1. Create a segment connecting each pair of corresponding vertices. 2. Find the midpoint of each segment. 3. Draw a line connecting all the midpoints. What would you call this line in relation to the pre-image and image? 4. If you move the pre-image Triangle ABC, what happens to the line created in Step 3? 5. If you move the pre-image so it overlaps the image, does the line still pass through the midpoints? What if you have the images switch sides? 6. When moving the pre-image or image does the size change? Does the shape itself change? 7. Measure the angles created by the segments and the line created in Step 3. What do you find? 8. What other name could you give the line created in Step 3 in relation to the special segments?

Using knowledge from the first reflection activity, reflect the pre-image across the line of reflection. Note: Their may be tools you do not have to use in this activity.

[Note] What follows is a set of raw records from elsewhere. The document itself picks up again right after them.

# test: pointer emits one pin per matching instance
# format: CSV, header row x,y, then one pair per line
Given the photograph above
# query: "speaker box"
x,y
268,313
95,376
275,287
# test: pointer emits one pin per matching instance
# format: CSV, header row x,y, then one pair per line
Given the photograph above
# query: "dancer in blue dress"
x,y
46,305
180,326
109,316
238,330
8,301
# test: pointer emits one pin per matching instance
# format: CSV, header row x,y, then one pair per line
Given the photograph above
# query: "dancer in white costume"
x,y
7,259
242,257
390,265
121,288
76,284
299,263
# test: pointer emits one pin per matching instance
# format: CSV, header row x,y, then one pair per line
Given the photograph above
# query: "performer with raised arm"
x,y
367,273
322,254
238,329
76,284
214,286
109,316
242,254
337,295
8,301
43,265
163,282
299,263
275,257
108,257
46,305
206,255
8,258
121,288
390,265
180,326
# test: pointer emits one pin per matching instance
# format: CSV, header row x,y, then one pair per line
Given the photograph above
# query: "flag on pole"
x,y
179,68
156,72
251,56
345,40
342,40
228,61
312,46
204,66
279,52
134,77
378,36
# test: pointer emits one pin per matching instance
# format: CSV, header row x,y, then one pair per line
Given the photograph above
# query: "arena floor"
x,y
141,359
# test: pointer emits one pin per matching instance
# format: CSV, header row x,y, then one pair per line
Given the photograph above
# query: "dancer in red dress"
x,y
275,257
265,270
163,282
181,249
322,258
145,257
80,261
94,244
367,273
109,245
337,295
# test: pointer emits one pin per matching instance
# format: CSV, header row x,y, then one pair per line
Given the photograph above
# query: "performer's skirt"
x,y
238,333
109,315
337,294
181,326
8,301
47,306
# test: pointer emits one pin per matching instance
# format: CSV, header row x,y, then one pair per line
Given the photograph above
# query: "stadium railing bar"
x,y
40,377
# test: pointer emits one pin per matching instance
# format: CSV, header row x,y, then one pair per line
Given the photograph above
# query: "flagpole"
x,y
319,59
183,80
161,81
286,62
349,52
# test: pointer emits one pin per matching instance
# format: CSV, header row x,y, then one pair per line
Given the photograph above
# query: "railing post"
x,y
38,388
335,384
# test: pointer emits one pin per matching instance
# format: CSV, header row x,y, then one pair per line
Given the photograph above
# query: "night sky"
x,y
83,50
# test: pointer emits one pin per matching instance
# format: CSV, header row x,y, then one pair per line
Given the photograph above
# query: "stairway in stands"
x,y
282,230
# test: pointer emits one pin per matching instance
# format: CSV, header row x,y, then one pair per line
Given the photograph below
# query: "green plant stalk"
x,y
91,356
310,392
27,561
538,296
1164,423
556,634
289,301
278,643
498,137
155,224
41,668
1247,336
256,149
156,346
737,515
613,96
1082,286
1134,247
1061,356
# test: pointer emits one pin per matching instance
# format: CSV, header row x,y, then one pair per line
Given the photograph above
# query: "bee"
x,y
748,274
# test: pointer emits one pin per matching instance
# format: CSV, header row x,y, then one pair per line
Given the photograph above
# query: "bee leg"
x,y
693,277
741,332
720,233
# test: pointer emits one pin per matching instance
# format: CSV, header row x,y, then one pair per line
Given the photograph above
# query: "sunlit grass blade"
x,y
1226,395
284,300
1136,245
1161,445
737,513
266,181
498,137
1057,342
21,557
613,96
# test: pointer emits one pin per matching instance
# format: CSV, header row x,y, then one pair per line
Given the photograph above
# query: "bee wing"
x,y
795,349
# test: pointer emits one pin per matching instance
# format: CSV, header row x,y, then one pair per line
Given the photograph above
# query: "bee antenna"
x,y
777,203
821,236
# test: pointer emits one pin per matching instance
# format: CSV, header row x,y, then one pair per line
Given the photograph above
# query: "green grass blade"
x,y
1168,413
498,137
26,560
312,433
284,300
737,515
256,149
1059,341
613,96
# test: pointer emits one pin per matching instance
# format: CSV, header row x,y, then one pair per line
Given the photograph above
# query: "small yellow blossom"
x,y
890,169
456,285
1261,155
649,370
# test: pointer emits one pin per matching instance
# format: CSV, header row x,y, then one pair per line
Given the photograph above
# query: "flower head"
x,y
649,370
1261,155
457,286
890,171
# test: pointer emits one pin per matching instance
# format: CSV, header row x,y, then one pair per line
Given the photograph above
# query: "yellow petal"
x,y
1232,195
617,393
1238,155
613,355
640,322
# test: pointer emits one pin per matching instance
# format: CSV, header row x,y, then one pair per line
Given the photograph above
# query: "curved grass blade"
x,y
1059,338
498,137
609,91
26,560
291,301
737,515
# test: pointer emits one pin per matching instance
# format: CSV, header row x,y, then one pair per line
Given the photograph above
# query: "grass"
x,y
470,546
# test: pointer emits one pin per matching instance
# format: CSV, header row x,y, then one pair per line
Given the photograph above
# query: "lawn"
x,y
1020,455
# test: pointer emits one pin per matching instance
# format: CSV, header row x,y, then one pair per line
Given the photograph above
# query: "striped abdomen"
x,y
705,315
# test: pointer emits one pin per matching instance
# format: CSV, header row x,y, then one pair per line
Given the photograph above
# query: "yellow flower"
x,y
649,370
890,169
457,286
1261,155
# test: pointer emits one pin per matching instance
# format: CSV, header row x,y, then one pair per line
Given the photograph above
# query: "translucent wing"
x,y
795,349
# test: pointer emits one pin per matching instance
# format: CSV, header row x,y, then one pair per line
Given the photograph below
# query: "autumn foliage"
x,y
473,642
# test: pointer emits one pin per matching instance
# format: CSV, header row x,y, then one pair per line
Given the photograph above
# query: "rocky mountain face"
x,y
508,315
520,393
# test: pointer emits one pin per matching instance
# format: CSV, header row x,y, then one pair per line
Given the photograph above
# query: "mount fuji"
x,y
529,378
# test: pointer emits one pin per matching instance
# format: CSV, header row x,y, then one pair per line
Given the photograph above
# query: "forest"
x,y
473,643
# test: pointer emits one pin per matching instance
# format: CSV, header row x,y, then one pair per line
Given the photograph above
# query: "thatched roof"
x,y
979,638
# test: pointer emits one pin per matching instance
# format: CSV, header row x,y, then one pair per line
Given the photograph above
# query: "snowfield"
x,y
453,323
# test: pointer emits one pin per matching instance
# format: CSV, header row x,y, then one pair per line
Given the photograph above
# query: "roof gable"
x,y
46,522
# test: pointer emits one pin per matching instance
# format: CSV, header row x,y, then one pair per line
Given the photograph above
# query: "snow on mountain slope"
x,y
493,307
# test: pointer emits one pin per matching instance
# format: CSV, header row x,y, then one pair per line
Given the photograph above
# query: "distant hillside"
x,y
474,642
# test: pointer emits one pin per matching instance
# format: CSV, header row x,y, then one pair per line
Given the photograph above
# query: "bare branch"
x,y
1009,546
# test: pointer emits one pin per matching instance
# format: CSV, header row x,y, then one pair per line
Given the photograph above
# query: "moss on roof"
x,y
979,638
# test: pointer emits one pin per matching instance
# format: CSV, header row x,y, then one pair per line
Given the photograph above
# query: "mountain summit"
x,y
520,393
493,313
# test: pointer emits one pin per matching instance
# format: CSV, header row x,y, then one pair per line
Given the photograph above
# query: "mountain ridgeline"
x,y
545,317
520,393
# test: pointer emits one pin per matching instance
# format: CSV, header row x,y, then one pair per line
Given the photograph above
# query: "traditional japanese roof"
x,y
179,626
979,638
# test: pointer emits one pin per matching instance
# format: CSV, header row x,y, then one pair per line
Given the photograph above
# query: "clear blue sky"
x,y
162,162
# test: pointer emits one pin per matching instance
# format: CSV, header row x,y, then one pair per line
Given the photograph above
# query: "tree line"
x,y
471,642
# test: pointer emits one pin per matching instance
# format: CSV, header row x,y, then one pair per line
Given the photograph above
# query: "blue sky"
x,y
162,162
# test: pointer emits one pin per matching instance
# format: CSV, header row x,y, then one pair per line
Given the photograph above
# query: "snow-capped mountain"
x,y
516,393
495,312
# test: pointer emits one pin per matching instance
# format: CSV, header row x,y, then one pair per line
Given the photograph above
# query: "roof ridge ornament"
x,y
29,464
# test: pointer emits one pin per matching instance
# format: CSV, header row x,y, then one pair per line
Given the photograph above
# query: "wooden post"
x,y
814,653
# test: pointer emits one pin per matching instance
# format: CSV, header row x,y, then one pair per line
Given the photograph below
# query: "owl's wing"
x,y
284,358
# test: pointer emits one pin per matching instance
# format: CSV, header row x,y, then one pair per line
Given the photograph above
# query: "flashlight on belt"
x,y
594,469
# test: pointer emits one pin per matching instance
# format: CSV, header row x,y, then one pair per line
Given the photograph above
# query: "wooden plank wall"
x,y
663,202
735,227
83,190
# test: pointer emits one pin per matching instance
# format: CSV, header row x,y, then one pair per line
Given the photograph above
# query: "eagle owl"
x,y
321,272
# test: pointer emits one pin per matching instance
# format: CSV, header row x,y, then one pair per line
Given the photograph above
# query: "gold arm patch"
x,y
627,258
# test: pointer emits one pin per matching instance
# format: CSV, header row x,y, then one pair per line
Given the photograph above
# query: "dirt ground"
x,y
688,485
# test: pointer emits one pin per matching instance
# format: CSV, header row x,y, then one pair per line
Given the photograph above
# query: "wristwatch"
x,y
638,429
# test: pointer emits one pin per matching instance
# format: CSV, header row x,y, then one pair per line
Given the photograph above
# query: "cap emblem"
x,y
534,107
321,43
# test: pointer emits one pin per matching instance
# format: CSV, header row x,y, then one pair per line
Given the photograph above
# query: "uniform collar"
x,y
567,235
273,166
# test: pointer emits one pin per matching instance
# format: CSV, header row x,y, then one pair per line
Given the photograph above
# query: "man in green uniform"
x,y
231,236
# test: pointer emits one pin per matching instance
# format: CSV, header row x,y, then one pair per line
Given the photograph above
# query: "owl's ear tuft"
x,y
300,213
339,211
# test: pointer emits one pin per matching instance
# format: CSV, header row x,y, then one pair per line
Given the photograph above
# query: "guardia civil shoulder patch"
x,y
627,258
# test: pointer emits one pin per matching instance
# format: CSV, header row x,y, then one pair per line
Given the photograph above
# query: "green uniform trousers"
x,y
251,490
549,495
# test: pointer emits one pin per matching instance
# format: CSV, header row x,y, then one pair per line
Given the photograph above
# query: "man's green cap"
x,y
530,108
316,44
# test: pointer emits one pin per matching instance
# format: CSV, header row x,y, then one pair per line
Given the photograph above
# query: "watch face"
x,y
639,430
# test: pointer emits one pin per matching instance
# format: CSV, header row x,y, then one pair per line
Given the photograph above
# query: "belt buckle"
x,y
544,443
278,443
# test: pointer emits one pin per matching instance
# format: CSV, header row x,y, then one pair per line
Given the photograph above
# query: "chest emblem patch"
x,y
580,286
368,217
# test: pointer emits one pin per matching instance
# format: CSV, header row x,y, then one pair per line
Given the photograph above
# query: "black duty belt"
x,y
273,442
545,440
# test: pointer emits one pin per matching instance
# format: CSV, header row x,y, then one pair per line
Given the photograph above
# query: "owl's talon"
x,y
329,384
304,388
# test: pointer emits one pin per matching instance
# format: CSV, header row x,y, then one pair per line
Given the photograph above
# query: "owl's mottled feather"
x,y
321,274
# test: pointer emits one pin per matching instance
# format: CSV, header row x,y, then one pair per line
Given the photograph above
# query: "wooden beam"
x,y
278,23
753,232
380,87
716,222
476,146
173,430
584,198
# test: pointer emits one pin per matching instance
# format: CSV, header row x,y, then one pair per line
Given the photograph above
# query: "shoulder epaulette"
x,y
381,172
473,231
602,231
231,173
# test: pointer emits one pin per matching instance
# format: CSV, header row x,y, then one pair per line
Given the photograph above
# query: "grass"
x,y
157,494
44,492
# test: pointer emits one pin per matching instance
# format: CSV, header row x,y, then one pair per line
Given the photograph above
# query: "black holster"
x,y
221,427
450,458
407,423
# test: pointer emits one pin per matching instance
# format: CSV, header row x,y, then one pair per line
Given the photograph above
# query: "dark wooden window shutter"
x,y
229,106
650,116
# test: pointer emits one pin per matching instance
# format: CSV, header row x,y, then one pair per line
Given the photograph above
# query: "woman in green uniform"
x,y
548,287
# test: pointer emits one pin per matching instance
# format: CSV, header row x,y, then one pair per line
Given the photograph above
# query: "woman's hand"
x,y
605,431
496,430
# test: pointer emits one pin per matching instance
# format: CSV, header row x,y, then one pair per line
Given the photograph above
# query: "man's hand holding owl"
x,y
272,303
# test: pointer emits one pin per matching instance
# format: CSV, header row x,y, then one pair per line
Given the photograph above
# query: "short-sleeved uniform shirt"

1. What is the relationship between the line of reflection and the segments connected to the corresponding vertices of the pre-image and image? 2. Follow the steps to construct the image: a. Construct perpendicular lines from vertex A of the pre-image to the line of reflection. b. Construct the point of intersection of the two lines. This should be named Point D. c. Draw a line segment connecting Vertex A and Point D. You should see the measure of the line segment in the Algebra View on the left. 3. What is Point D in relation to the line segment AA'? 4. Consider the tools you have not used. What do you still need to draw to construct A'? a. After constructing A', check with your teacher to make sure you are correct. b. If you are correct, repeat Steps 2A-4A for the other two vertices. 5. Make a polygon. a. Check with your teacher to make sure you are correct. b. If given the ok, delete the object and change the line of reflection. c. Repeat the process.